How would this detection behave if texts belonging to different character sets are pasted in a text box?

A: 

The web browser should send up a content type including encoding when it posts the data.

I find it helpful to think of text as "just text" (without any particular encoding) until an encoding is required. So the browser shouldn't care what encoding (if any) was used to originally produce the text (e.g. if it was copied and pasted from a file, the file's encoding is irrelevant). It decides what encoding to use when posting it to the server, obviously making sure that it's an encoding which covers all the characters it needs to send.

Jon Skeet
(If the browser sends the content-type) What parameter should I inspect to get hold of the encoding?Detection is important at the server side to convert all the text(rather characters) of different types into a specific encoding(say UTF-8).
Krishna
Use the Content-Type header - that should specify the character encoding used (for text data).

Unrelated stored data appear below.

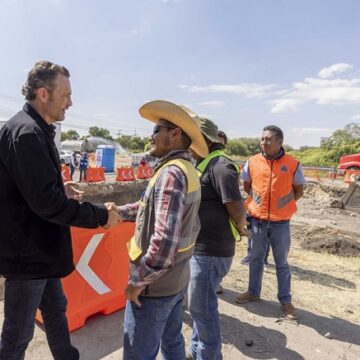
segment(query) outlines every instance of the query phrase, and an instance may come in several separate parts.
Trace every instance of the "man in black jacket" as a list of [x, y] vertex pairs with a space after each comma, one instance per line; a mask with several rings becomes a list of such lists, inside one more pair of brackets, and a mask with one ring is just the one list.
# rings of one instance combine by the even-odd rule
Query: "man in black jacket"
[[[74, 270], [70, 225], [117, 223], [104, 205], [80, 204], [64, 188], [52, 123], [72, 105], [70, 74], [48, 61], [34, 65], [22, 111], [0, 131], [0, 274], [5, 281], [0, 360], [24, 358], [36, 309], [55, 359], [79, 359], [71, 345], [60, 278]], [[67, 194], [66, 194], [67, 193]]]

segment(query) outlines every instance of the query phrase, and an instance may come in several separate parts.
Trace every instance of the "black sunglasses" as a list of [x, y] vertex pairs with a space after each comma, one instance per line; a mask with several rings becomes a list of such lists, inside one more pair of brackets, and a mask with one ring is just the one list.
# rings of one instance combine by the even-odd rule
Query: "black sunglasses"
[[164, 125], [155, 125], [154, 128], [153, 128], [153, 135], [156, 135], [160, 132], [161, 128], [164, 128], [164, 129], [170, 129], [170, 130], [174, 130], [176, 129], [176, 127], [174, 126], [164, 126]]

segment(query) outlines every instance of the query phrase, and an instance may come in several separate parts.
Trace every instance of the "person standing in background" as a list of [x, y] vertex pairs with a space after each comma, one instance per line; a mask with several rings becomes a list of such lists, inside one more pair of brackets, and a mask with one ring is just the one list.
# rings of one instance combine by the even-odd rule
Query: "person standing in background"
[[285, 315], [297, 319], [291, 300], [290, 219], [296, 212], [296, 201], [303, 195], [305, 178], [298, 160], [285, 153], [284, 135], [275, 126], [265, 126], [261, 135], [261, 153], [245, 164], [241, 178], [247, 211], [250, 214], [252, 252], [248, 290], [239, 294], [239, 304], [260, 299], [264, 260], [271, 245], [278, 283], [277, 297]]
[[[200, 118], [209, 155], [198, 156], [201, 183], [200, 233], [190, 259], [189, 311], [194, 320], [187, 359], [221, 359], [221, 324], [216, 291], [229, 272], [235, 240], [247, 235], [239, 168], [223, 152], [216, 124]], [[199, 154], [197, 154], [199, 155]]]
[[80, 170], [80, 175], [79, 175], [79, 182], [86, 181], [86, 172], [89, 166], [89, 157], [86, 151], [84, 151], [81, 154], [80, 157], [80, 164], [79, 164], [79, 170]]
[[73, 180], [73, 175], [75, 172], [75, 169], [78, 167], [79, 163], [76, 157], [76, 152], [73, 152], [73, 154], [70, 157], [70, 179]]

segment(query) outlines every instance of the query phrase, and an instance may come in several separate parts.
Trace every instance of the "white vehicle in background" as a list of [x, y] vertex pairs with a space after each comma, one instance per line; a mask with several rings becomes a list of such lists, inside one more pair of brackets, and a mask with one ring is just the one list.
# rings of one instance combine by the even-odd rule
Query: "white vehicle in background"
[[69, 150], [60, 150], [60, 151], [59, 151], [59, 156], [60, 156], [60, 163], [61, 163], [61, 165], [63, 165], [63, 164], [69, 165], [72, 154], [73, 154], [72, 151], [69, 151]]

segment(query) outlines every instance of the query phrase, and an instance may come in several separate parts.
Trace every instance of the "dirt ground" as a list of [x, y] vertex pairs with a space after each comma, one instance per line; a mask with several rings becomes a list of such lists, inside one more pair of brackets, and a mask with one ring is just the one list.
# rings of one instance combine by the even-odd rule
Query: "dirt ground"
[[220, 296], [224, 359], [360, 359], [360, 215], [330, 207], [345, 191], [309, 184], [298, 203], [289, 256], [298, 322], [281, 314], [273, 265], [264, 273], [262, 300], [235, 305], [248, 283], [248, 266], [239, 262], [246, 241], [238, 244]]
[[[238, 305], [234, 298], [247, 289], [248, 266], [240, 260], [246, 239], [237, 243], [232, 269], [219, 295], [225, 360], [359, 360], [360, 359], [360, 214], [330, 207], [346, 188], [309, 184], [292, 220], [293, 303], [299, 321], [286, 319], [276, 298], [276, 275], [264, 273], [261, 300]], [[2, 311], [2, 304], [0, 308]], [[81, 359], [121, 359], [123, 311], [95, 315], [72, 333]], [[191, 337], [185, 312], [183, 333]], [[0, 313], [0, 323], [2, 313]], [[247, 346], [247, 341], [252, 341]], [[159, 357], [160, 358], [160, 357]], [[36, 327], [26, 360], [51, 359], [43, 330]]]

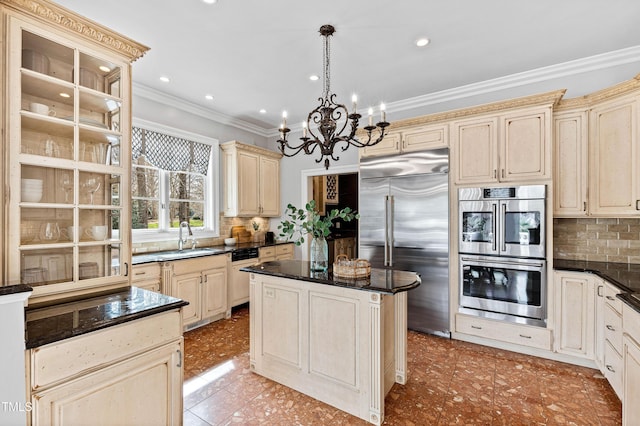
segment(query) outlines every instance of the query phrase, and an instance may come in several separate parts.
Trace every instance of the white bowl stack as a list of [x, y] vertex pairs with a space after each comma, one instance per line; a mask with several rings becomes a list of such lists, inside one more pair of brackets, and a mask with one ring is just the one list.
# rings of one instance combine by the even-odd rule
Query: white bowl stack
[[20, 188], [22, 202], [39, 202], [42, 199], [42, 183], [42, 179], [22, 179]]

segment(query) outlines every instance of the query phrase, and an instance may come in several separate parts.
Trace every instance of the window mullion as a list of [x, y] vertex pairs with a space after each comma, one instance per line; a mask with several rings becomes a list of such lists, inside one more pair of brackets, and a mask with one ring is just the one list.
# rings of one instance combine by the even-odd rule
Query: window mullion
[[160, 170], [160, 217], [161, 231], [169, 231], [171, 229], [169, 217], [169, 172]]

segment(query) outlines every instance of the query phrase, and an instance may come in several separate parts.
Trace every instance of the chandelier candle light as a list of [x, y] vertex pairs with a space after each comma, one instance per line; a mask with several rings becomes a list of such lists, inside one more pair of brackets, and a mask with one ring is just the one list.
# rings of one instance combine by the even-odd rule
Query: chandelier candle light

But you're not converting the text *into* a specific encoding - you're converting it from the encoded form into characters.
Jon Skeet
I did not find a encoding type present in the headers. Say the browser posts raw data to the server, is there any fool-proof way of detecting an encoding? Or is it more of a intelligent guess work?
Krishna
A: 

if you use php on the server, you can use mb_detect_encoding

pixeline
+1  A: 

You need to tell the browser what encoding to use by adding an accept-charset="UTF-8" (or similar) attribute to the form. Apparently this defaults to the character set of the page, but I wouldn't count on that. The browser won't tell you what encoding it used when it submits the form, so you need to assume it used the one you told it to.